Nel sito del Ministero della Salute si possono consultare i bollettini nell’apposita sezione dedicata.

I livelli di rischio indicati sono 4 e nello specifico si distinguono in livello 0 nel quale è presente nessun rischio, livello 1 rischio basso per le successive 24-72 ore, livello 2 rischio lieve per le successive 24-72 ore, e livello 3 rischio elevato per le successive 24/48 ore.

Ogni amministrazione locale, delle 27 prese in considerazione dal sistema operativo HHWW, ha la facoltà di poter adottare un sistema autonomo di rilevazione e comunicazione.
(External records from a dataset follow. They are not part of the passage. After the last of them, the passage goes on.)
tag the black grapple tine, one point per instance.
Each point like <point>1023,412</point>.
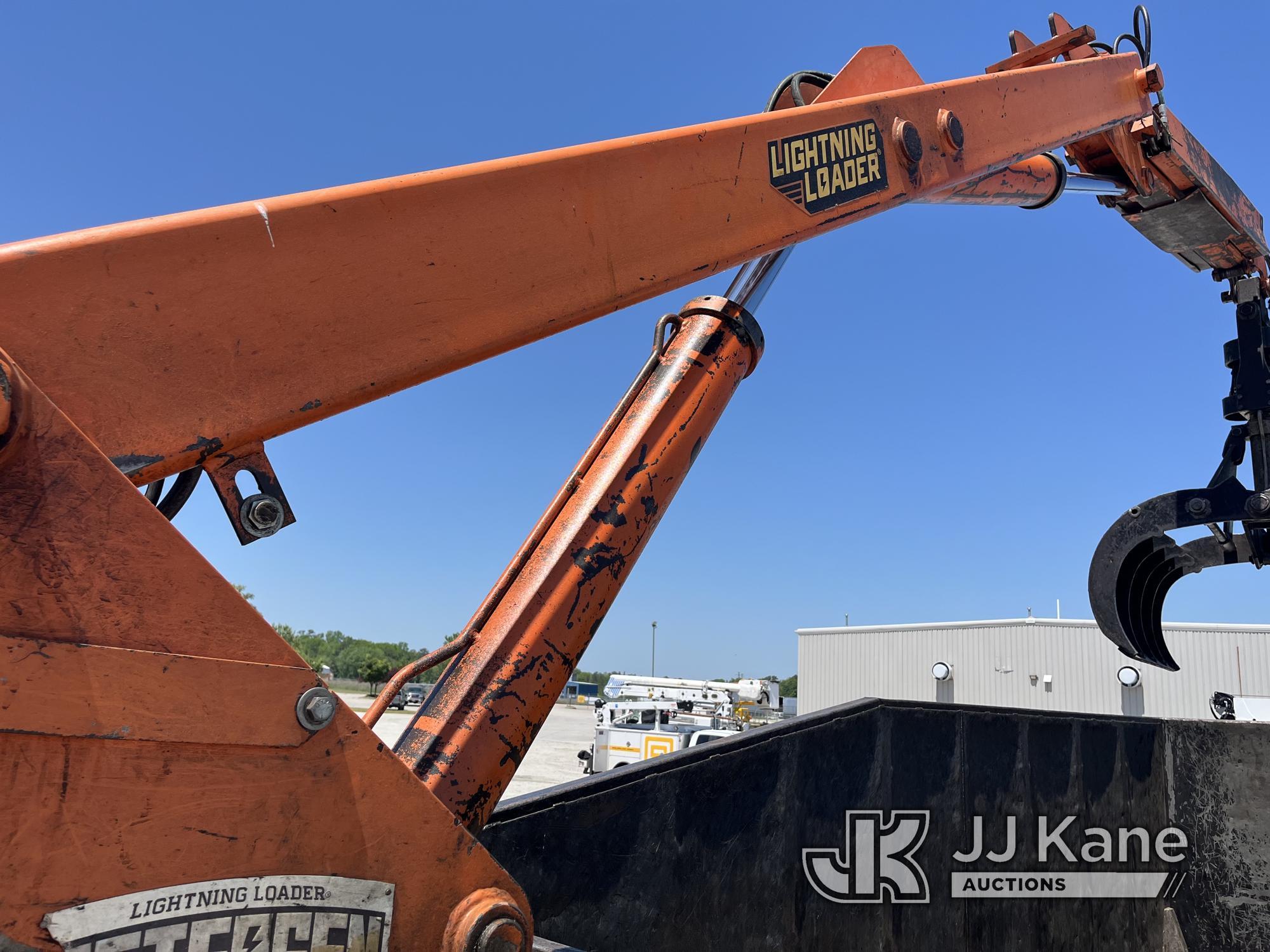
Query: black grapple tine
<point>1137,564</point>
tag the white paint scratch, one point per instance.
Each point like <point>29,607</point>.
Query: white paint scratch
<point>265,214</point>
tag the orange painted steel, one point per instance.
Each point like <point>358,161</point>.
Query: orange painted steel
<point>106,593</point>
<point>483,715</point>
<point>138,758</point>
<point>87,691</point>
<point>1033,182</point>
<point>173,338</point>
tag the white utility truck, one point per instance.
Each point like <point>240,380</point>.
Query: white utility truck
<point>628,732</point>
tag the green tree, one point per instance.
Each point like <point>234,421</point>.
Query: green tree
<point>375,670</point>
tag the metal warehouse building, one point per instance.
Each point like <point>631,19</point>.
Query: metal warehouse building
<point>1042,663</point>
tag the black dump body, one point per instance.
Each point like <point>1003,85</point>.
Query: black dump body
<point>703,850</point>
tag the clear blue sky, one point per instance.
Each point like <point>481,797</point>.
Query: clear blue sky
<point>953,407</point>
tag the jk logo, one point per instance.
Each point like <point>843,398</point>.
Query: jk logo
<point>878,859</point>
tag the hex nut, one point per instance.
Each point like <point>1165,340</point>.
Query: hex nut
<point>262,515</point>
<point>909,140</point>
<point>951,128</point>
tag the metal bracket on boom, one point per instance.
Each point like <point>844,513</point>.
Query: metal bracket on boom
<point>1137,563</point>
<point>260,515</point>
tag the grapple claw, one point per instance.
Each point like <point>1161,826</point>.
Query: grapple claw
<point>1137,563</point>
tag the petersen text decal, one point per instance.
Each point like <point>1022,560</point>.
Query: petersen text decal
<point>879,861</point>
<point>257,915</point>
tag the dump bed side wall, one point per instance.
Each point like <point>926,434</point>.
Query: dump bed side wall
<point>719,833</point>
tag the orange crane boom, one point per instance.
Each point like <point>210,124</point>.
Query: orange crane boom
<point>175,767</point>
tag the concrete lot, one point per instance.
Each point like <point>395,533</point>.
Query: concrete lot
<point>552,760</point>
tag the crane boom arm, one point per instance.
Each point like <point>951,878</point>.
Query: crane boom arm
<point>171,340</point>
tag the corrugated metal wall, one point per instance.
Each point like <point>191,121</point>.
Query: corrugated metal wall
<point>1005,663</point>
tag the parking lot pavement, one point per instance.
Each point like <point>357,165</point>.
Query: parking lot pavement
<point>552,760</point>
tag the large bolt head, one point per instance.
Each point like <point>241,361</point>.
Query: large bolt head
<point>1198,507</point>
<point>321,709</point>
<point>316,709</point>
<point>951,126</point>
<point>262,515</point>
Forse la prima vittima del caldo di questo anno è stato un uomo di 50 anni di Polla, Salerno, dove è stato trovato privo di vita nel suo terreno da alcuni famigliari.

Quali sono le condizioni croniche che aumentano la suscettibilità al caldo? È bene sapere che alcune malattie aumentano il rischio di affetti avversi come la malattia della tiroide, l’obesità, l’asma e la bronchite cronica, il diabete, i disturbi spichici e le mattie neurologiche, le patologie cardiovascolari, le mattie renali.

Le patologie associate alle alte temperature sono diverse come il colpo di sole dovuto a una esposizione ai raggi solari eccessiva al quale ne consegue una disidratazione e il surriscaldamento del corpo. Ancora altra conseguenza sono i crampi da calore, che ne conseguono un aumento di sudorazione con spasmi dolorosi alle gambe e all’addome, si verifica il cosiddetto esaurimento da calore, con sudorazione e cute pallida e fredda, polso debole. Ancora abbiamo il classico colpo di calore con deciso aumento della temperatura corporea superiore ai 40° fino alla possibilità di fenomeni di deliri, convulsioni, e possibile perdita di coscienza.

Tutto questo rientra tra le possibili cause di infortunio sul lavoro, malori, perdita della concentrazione con l’aumento alla possibilità di esporsi a pericoli che generano inevitabilmente gravi incidenti.

È già stata diramata la notizia che l’Italia in questi giorni sarà interessata dall’anticiclone africano con picchi di 40°, si comincerà con le regioni del Centro-Nord inizialmente con temperature attorno ai 32-34 gradi fino al Centro-Sud con punte di 39-40° nelle città di Roma, Napoli, Terni, Macerata, Firenze.

Nelle regioni della Sicilia e Sardegna si registreranno valori più alti attorno ai 42-44 gradi.

Prevenzione, salute e tutela dei lavoratori in questo periodo dell’anno ha un nemico in più che si chiama caldo, un nemico al quale ancora poca rilevanza viene data e solo quando ci troviamo in estrema emergenza cerchiamo di porre rimedio.

Auspichiamo un intervento del Governo nel definire il prima possibile un piano normativo per fronteggiare questa situazione senza tornare alla solita scontata retorica che si deve fare di più per la tutela dei lavoratori e per un lavoro sano e sicuro.

Restiamo sempre fiduciosi che la sicurezza sul lavoro sia una priorità concreta e non a parole di tutte le istituzioni.